I find it fun to follow whorls and eddies that mark the chaotic patterns of the interconnectedness of topics online. Follow the links and who knows where you might end up. Via SusanG's front page "Open Thread and Diary Rescue" on Daily Kos, I was led to Troutfishing's diary, "Fake History 'Bible Course' Now in 382 School Districts," which admirably shines a spotlight on "The National Council On Bible Curriculum In Public Schools (NCBCPS), a stealth effort associated with the far right Council On National Policy," as examples of the religious right's efforts to spread a false historical narrative--a type of political propaganda, ideology-based and manipulative--in which America's founders intended the republic's laws and culture to forever expressly favor Christians and be influenced by conservative Christianity. Troutfishing:
Over the past two decades the creation of revisionist historical works claiming America's founders intended the US as a "Christian Nation" has turned into a booming cottage industry. Meanwhile, esteemed and tenured American historians at the nation's finest Universities have almost completely neglected to address the spread of a fabricated, mythologized Christian right historical narrative on America's alleged origins. That's a shame, because over the past several years a well funded, politically connected, organized effort has succeeded at inserting its course curriculum featuring that fake history into possibly hundreds of American public schools from Texas to New Jersey.

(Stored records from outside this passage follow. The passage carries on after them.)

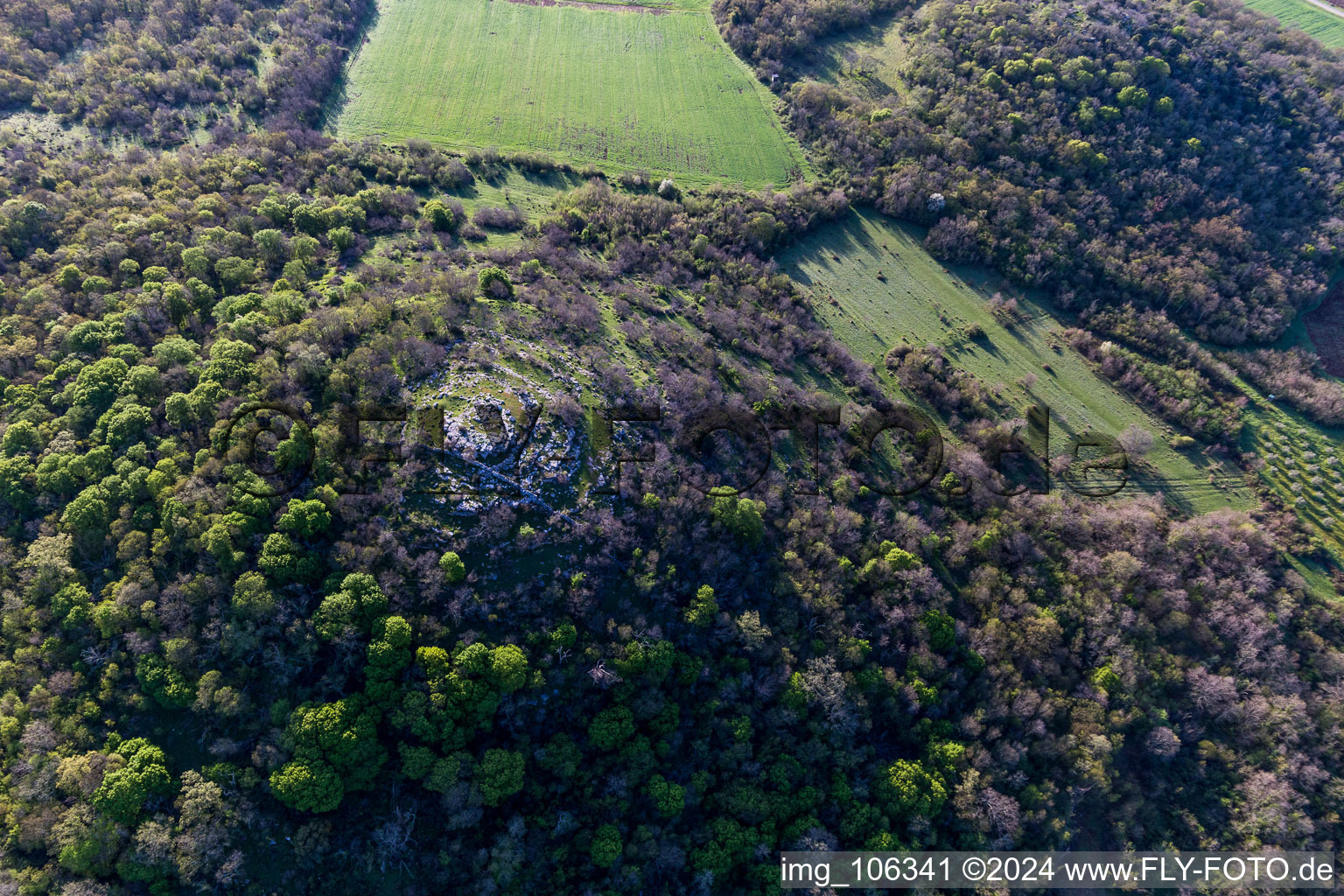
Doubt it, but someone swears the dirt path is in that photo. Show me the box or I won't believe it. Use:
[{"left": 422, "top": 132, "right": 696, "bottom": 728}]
[{"left": 1306, "top": 0, "right": 1344, "bottom": 18}]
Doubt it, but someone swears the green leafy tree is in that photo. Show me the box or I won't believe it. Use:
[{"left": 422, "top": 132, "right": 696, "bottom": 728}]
[
  {"left": 276, "top": 499, "right": 332, "bottom": 539},
  {"left": 438, "top": 550, "right": 466, "bottom": 584},
  {"left": 589, "top": 825, "right": 625, "bottom": 868},
  {"left": 474, "top": 750, "right": 524, "bottom": 806},
  {"left": 648, "top": 775, "right": 685, "bottom": 818},
  {"left": 685, "top": 584, "right": 719, "bottom": 628},
  {"left": 711, "top": 494, "right": 765, "bottom": 544},
  {"left": 93, "top": 738, "right": 172, "bottom": 823},
  {"left": 873, "top": 759, "right": 948, "bottom": 821},
  {"left": 477, "top": 268, "right": 514, "bottom": 298},
  {"left": 589, "top": 707, "right": 634, "bottom": 751},
  {"left": 315, "top": 572, "right": 392, "bottom": 649},
  {"left": 270, "top": 695, "right": 387, "bottom": 813}
]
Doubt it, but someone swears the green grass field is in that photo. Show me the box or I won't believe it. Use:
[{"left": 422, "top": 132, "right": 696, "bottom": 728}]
[
  {"left": 1246, "top": 0, "right": 1344, "bottom": 47},
  {"left": 334, "top": 0, "right": 804, "bottom": 186},
  {"left": 780, "top": 213, "right": 1256, "bottom": 512},
  {"left": 804, "top": 17, "right": 907, "bottom": 102}
]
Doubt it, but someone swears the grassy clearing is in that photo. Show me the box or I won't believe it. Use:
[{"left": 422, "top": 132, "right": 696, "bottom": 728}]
[
  {"left": 805, "top": 16, "right": 907, "bottom": 102},
  {"left": 436, "top": 166, "right": 584, "bottom": 248},
  {"left": 1241, "top": 370, "right": 1344, "bottom": 560},
  {"left": 780, "top": 213, "right": 1256, "bottom": 513},
  {"left": 334, "top": 0, "right": 804, "bottom": 186},
  {"left": 1246, "top": 0, "right": 1344, "bottom": 47}
]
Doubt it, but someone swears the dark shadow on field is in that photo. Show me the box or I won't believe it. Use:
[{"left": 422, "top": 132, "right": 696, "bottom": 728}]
[
  {"left": 316, "top": 2, "right": 381, "bottom": 130},
  {"left": 800, "top": 13, "right": 897, "bottom": 100}
]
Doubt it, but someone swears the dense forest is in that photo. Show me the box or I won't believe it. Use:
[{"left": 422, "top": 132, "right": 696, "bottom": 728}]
[
  {"left": 0, "top": 0, "right": 1344, "bottom": 896},
  {"left": 715, "top": 0, "right": 1344, "bottom": 344}
]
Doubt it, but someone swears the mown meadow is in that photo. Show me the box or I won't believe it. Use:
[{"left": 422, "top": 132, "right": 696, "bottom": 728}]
[
  {"left": 780, "top": 213, "right": 1254, "bottom": 512},
  {"left": 334, "top": 0, "right": 804, "bottom": 186}
]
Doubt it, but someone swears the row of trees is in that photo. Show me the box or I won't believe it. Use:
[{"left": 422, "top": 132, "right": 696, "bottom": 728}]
[{"left": 736, "top": 0, "right": 1344, "bottom": 346}]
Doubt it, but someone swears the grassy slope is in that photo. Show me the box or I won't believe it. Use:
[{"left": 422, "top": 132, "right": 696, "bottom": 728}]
[
  {"left": 336, "top": 0, "right": 802, "bottom": 186},
  {"left": 780, "top": 213, "right": 1254, "bottom": 512},
  {"left": 1246, "top": 0, "right": 1344, "bottom": 47}
]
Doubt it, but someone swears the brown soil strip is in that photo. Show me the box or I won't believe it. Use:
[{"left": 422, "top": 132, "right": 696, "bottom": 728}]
[{"left": 508, "top": 0, "right": 672, "bottom": 16}]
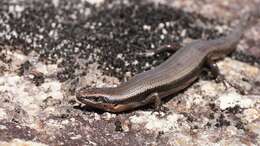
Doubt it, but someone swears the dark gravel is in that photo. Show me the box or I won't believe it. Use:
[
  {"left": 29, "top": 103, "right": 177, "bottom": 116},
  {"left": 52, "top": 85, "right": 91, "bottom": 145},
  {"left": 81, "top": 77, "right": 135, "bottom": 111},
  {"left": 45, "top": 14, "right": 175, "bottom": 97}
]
[{"left": 0, "top": 0, "right": 225, "bottom": 81}]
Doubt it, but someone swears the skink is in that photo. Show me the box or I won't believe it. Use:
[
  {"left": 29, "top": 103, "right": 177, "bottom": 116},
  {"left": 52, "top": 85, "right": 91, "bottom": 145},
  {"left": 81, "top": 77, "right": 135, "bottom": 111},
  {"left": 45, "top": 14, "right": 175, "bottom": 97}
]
[{"left": 76, "top": 9, "right": 258, "bottom": 112}]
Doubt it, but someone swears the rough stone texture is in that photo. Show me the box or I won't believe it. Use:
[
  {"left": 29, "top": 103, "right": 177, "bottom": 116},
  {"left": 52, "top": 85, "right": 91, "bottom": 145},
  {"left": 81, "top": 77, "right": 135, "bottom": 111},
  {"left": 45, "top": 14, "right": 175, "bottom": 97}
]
[{"left": 0, "top": 0, "right": 260, "bottom": 146}]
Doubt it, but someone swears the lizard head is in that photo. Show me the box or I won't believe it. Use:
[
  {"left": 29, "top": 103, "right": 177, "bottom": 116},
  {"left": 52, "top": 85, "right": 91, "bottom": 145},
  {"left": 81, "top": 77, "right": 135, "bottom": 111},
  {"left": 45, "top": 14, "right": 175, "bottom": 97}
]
[{"left": 76, "top": 88, "right": 126, "bottom": 113}]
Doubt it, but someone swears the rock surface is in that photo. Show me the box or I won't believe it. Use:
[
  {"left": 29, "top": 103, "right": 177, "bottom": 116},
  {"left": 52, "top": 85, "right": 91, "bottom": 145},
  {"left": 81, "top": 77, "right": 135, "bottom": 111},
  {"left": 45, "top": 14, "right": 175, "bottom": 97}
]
[{"left": 0, "top": 0, "right": 260, "bottom": 146}]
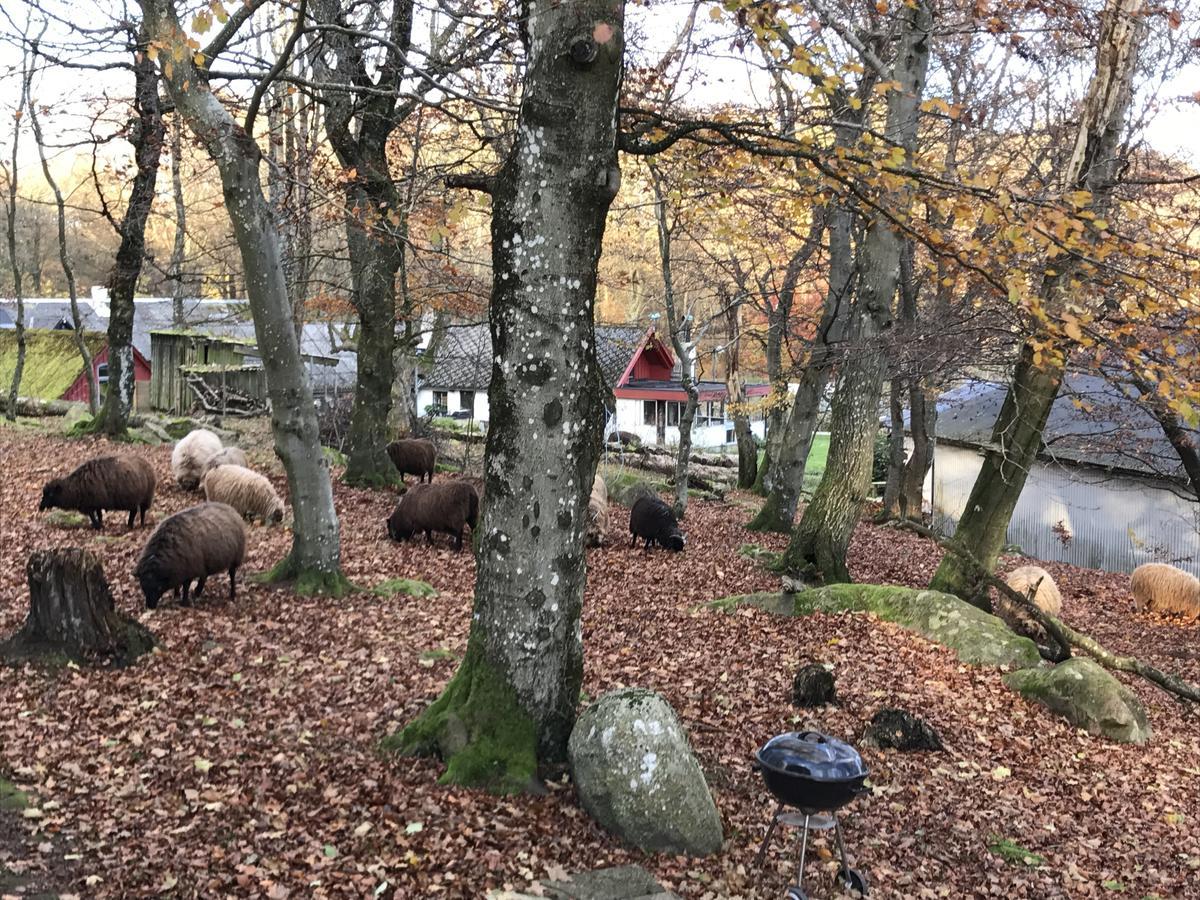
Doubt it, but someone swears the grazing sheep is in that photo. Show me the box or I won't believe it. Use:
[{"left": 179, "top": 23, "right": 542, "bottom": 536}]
[
  {"left": 133, "top": 503, "right": 246, "bottom": 610},
  {"left": 37, "top": 455, "right": 157, "bottom": 532},
  {"left": 200, "top": 446, "right": 250, "bottom": 482},
  {"left": 1129, "top": 563, "right": 1200, "bottom": 622},
  {"left": 388, "top": 438, "right": 438, "bottom": 484},
  {"left": 629, "top": 497, "right": 688, "bottom": 553},
  {"left": 1004, "top": 565, "right": 1062, "bottom": 616},
  {"left": 583, "top": 475, "right": 608, "bottom": 547},
  {"left": 204, "top": 466, "right": 283, "bottom": 522},
  {"left": 388, "top": 479, "right": 479, "bottom": 551},
  {"left": 170, "top": 428, "right": 221, "bottom": 491}
]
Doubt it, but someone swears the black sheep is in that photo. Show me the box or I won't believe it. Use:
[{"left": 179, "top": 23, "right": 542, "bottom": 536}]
[
  {"left": 133, "top": 503, "right": 246, "bottom": 610},
  {"left": 37, "top": 455, "right": 157, "bottom": 530},
  {"left": 388, "top": 480, "right": 479, "bottom": 551},
  {"left": 629, "top": 497, "right": 686, "bottom": 553},
  {"left": 388, "top": 438, "right": 438, "bottom": 484}
]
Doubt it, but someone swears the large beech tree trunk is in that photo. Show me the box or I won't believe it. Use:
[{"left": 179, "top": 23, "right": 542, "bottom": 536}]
[
  {"left": 782, "top": 0, "right": 932, "bottom": 583},
  {"left": 0, "top": 547, "right": 155, "bottom": 665},
  {"left": 139, "top": 0, "right": 349, "bottom": 594},
  {"left": 930, "top": 0, "right": 1146, "bottom": 598},
  {"left": 96, "top": 32, "right": 166, "bottom": 434},
  {"left": 394, "top": 0, "right": 624, "bottom": 791}
]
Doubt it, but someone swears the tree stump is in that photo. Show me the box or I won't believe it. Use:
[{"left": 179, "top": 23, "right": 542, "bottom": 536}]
[
  {"left": 863, "top": 709, "right": 942, "bottom": 751},
  {"left": 792, "top": 662, "right": 836, "bottom": 707},
  {"left": 0, "top": 547, "right": 155, "bottom": 666}
]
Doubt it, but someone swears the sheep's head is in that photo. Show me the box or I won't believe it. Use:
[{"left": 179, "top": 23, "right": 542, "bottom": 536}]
[
  {"left": 134, "top": 562, "right": 168, "bottom": 610},
  {"left": 37, "top": 478, "right": 62, "bottom": 512}
]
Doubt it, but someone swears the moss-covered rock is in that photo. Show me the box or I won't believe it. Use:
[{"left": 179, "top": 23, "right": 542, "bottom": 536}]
[
  {"left": 568, "top": 689, "right": 724, "bottom": 856},
  {"left": 1004, "top": 656, "right": 1151, "bottom": 744},
  {"left": 714, "top": 584, "right": 1040, "bottom": 668}
]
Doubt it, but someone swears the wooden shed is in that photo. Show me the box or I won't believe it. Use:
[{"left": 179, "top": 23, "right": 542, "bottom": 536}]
[{"left": 150, "top": 330, "right": 337, "bottom": 415}]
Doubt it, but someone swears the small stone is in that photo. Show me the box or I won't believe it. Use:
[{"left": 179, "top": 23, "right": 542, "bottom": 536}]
[
  {"left": 792, "top": 662, "right": 838, "bottom": 708},
  {"left": 863, "top": 709, "right": 943, "bottom": 752}
]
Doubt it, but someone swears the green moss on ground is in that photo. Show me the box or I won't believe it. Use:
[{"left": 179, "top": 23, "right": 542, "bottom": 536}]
[
  {"left": 988, "top": 834, "right": 1045, "bottom": 869},
  {"left": 710, "top": 584, "right": 1042, "bottom": 668},
  {"left": 383, "top": 652, "right": 538, "bottom": 794},
  {"left": 371, "top": 578, "right": 438, "bottom": 596},
  {"left": 0, "top": 778, "right": 30, "bottom": 810},
  {"left": 250, "top": 556, "right": 357, "bottom": 599}
]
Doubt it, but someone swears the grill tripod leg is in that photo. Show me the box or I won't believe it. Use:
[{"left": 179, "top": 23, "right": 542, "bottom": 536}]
[
  {"left": 796, "top": 812, "right": 809, "bottom": 890},
  {"left": 754, "top": 803, "right": 784, "bottom": 890}
]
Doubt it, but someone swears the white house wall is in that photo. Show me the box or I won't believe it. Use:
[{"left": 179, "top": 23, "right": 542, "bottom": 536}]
[
  {"left": 925, "top": 445, "right": 1200, "bottom": 574},
  {"left": 416, "top": 388, "right": 488, "bottom": 422},
  {"left": 606, "top": 397, "right": 767, "bottom": 450}
]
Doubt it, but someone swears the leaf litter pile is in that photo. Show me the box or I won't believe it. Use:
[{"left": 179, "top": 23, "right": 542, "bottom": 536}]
[{"left": 0, "top": 427, "right": 1200, "bottom": 898}]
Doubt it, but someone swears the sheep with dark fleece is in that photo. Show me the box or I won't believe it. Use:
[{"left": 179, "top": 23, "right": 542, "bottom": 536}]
[
  {"left": 388, "top": 479, "right": 479, "bottom": 551},
  {"left": 133, "top": 503, "right": 246, "bottom": 610},
  {"left": 37, "top": 455, "right": 157, "bottom": 530},
  {"left": 388, "top": 438, "right": 438, "bottom": 484},
  {"left": 629, "top": 497, "right": 688, "bottom": 553}
]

As political propaganda, what this fake history concludes with is America's moral decline precipitated by our apparently ever-more vehement rejection of the founders' intentions for a Christian America: i.e., everything wrong in America today is the result of secular humanists' influence. Apparently, their influence even on the Supreme Court, since that body's decision that the devotional use of the bible is not permitted in public schools is would-be evidence these propagandists and false historians cite. (Devotional use of the Bible in school is correctly forbidden. Nonetheless, the academic study of the Bible is prudent, because the Bible has influenced politics, art, literature, music, and so very much else for centuries. That's why it's great that the comments following Troutfishing's diary led me to The Bible Literacy Project.)
And Troutfishing's diary included a link to Liars for Jesus, a book about the religious right's ongoing efforts to spread their false narrative. (The book is available through Amazon.com.)